From 1956, and for about a decade, he worked as first assistant-director or production manager in more than fifty Greek films or foreign films shot in Greece.
The shooting of his first full-length film OPEN LETTER was branded by the declaration of dictatorship in Greece, in April 1967. In 1968, the film was smuggled out of the country and was screened at the Locarno Film Festival, where it won the FIPRESCI award of the International Association of Cinema Critics. In the same year, the junta-appointed committee of the Thessaloniki Film Festival barred the film from the competition.
During the dictatorship in Greece, George Stamboulopoulos refrained from every creative film activity and made a living by producing and directing commercials. Between 1968 and 1984 he shot more than a thousand commercial spots.
He made a comeback to cinema after the changeover in the regime (in 1974), with the script for the film NEMESIS, which was banned by censorship. The film was never made.
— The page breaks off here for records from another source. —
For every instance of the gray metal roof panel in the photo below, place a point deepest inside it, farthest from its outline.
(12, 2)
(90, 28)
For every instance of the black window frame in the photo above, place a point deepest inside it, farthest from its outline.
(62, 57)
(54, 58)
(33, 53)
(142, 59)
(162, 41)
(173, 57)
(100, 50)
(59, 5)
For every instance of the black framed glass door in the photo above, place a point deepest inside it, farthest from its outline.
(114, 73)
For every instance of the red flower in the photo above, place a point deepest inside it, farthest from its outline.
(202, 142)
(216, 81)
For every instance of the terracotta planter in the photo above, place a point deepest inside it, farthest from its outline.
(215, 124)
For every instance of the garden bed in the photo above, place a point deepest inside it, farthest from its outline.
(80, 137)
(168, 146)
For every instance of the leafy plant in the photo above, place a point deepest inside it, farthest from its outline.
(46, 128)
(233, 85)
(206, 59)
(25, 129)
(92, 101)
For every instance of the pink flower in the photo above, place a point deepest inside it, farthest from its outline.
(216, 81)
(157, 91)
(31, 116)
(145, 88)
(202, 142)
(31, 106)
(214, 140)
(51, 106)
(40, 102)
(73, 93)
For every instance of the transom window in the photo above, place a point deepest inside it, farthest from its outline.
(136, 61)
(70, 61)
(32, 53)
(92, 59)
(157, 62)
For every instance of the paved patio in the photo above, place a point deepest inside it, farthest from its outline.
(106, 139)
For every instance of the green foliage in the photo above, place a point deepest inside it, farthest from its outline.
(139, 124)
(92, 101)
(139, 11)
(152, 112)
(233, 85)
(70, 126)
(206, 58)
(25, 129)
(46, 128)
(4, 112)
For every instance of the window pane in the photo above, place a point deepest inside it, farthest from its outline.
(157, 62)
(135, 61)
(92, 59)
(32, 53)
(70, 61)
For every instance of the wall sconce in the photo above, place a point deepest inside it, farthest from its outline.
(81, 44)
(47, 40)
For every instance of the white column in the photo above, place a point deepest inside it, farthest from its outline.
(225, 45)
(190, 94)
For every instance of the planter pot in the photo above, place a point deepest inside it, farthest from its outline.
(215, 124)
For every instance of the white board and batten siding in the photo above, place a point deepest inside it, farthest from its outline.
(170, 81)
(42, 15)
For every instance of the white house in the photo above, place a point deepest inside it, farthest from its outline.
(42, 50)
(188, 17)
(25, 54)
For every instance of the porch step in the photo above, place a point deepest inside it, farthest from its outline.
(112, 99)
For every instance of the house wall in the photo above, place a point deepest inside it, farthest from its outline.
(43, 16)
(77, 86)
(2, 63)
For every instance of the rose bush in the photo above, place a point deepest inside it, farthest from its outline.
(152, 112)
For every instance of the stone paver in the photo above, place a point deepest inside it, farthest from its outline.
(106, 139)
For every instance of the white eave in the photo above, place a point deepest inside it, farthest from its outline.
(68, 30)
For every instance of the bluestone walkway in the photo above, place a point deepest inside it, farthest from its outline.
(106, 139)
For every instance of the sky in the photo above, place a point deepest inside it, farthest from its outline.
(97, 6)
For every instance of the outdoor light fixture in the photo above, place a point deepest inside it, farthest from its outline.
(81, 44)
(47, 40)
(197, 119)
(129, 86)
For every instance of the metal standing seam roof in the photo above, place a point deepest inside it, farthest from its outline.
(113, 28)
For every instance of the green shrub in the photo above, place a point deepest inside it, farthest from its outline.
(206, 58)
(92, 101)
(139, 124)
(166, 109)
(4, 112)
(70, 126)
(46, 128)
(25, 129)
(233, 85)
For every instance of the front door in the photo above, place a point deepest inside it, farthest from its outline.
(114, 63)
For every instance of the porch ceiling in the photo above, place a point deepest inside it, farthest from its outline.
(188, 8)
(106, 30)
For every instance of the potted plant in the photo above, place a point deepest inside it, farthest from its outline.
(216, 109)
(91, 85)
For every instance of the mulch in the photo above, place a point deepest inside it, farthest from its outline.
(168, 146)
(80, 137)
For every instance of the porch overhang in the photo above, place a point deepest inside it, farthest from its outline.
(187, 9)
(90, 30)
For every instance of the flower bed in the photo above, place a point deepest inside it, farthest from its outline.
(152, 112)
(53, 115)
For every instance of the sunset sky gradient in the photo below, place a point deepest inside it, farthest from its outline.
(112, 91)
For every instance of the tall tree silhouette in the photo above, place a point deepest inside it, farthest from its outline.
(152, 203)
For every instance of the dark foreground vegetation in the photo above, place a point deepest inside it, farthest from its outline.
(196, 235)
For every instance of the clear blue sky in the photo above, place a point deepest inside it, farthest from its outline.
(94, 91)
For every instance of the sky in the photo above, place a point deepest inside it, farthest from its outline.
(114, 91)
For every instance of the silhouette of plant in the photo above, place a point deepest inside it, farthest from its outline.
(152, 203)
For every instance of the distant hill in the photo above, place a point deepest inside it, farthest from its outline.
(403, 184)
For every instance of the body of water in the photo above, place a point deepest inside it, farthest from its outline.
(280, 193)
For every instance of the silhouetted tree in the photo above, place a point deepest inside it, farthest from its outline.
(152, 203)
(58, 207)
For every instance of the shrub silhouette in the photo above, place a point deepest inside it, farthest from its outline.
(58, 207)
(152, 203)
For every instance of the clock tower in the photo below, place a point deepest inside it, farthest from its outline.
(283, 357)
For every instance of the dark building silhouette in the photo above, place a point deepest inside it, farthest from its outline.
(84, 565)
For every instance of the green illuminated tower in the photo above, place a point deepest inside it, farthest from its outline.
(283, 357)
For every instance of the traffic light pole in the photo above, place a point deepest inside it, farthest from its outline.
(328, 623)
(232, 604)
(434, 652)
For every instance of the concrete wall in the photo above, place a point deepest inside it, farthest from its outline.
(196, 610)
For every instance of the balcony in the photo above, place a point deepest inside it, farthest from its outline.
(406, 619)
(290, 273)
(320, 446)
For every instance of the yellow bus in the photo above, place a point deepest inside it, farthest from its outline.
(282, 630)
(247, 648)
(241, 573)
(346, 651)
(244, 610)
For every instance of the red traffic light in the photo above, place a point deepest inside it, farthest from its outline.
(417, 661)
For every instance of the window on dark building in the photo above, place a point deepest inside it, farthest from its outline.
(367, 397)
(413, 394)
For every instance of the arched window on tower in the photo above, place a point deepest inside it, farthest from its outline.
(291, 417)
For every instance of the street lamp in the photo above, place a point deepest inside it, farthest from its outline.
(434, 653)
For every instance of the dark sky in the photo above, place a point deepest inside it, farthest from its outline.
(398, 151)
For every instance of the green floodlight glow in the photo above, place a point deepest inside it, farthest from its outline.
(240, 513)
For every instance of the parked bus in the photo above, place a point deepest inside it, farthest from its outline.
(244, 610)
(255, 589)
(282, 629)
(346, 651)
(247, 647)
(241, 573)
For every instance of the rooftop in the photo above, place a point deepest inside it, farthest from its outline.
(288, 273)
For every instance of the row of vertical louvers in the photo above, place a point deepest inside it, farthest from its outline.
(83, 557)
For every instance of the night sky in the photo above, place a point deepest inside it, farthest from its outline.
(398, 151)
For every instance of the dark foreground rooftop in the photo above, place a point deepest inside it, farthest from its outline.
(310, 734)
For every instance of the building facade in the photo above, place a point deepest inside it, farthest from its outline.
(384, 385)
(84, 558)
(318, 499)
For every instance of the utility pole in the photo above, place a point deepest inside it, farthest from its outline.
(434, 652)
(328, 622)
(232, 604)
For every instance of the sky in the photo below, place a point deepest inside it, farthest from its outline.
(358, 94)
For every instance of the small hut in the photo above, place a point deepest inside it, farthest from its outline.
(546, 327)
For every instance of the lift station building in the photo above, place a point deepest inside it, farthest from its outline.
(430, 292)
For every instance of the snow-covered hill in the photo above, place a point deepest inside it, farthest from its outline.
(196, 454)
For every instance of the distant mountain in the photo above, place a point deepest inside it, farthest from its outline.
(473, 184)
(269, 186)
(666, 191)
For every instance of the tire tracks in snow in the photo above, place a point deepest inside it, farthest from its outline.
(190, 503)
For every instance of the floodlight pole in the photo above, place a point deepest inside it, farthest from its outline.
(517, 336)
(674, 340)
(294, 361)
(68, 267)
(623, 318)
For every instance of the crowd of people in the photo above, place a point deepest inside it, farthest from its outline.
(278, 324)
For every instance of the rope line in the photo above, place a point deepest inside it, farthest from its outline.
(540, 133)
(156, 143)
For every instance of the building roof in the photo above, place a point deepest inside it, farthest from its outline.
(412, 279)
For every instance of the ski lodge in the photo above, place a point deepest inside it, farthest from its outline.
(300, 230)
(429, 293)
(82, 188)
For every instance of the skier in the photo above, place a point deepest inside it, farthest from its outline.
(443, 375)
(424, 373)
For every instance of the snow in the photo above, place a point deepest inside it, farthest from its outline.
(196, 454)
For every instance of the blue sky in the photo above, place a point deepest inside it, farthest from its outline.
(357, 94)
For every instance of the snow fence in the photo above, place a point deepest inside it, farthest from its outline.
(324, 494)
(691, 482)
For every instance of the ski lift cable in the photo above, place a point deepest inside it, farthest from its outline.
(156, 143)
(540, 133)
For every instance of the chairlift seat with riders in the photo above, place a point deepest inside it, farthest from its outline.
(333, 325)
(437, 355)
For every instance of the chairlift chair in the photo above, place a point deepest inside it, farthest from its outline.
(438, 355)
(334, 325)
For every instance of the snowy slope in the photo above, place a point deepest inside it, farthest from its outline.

Similar limitations were imposed on the television programmes he shot for ERT [a state TV channel].
Between 1980 and 1991 he made three feature films: MARCHING ON TO GLORY, CAUTION DANGER, and TWO SUNS IN THE SKY. During the same period he also made television films for state and private television channels.
After fifteen years, in 2006, he shot his latest film, PANDORA.
He is married to the painter Julia Andriadou and has a daughter and a son.